CO is an endogenous gas found in exhaled human air, studied since 1920’s when it was attributed to pollution and smoking. Its involvement in inflammation, cell death, and metabolism control is well established [29]. It is mainly produced in the liver by catabolism of heme via HO-1 pathway, along with other products of heme degradation like free ferrous iron and biliverdin [31]. Other sources of CO production are myoglobin, cytochromes, peroxidases, and catalase, contributing 20–25% to the total amount of endogenous CO [30, 32]. CO is detected in blood as COHb and CO excretion in breath. In sepsis, the microcirculation of liver is impaired, hence the intense degradation of heme and increased production of CO. COHb measurement by arterial puncture is a fast, easy and cost-effective method to receive information regarding liver function impairment caused by tissue hypoxia and affected microcirculation.

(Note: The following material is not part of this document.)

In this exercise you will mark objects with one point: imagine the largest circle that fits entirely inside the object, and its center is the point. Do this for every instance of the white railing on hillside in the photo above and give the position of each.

In regard to exogenous CO intoxication, debate is ongoing with studies supporting and combatting the use of COHb as a useful method to detect CO toxicity [29, 30]
Our study had a number of limitations: a small number of patients that were enrolled, as well as being conducted in a single center. This is a pilot and ongoing study involving establishing different bed-side prognostic tools for either sepsis or septic shock.
NLR and COHb levels are straightforward biomarkers that are easy to calculate and cost-effective that can offer a perspective upon the complex relations of the immune process: inflammation and immunity.
Increased levels of CO produced by the liver, by following the variation of COHb and not the cut-off values, should alert the physician regarding worsening of the condition, even if the patient might be a smoker and have higher COHb values per se.
A combination of prognostic tools should be utilized when aiming to predict the evolution of sepsis or septic shock. Future in-depth studies should focus on identifying the power of NLR and COHb levels as mortality predictors regarding sepsis, as well as considering other easily available biomarkers.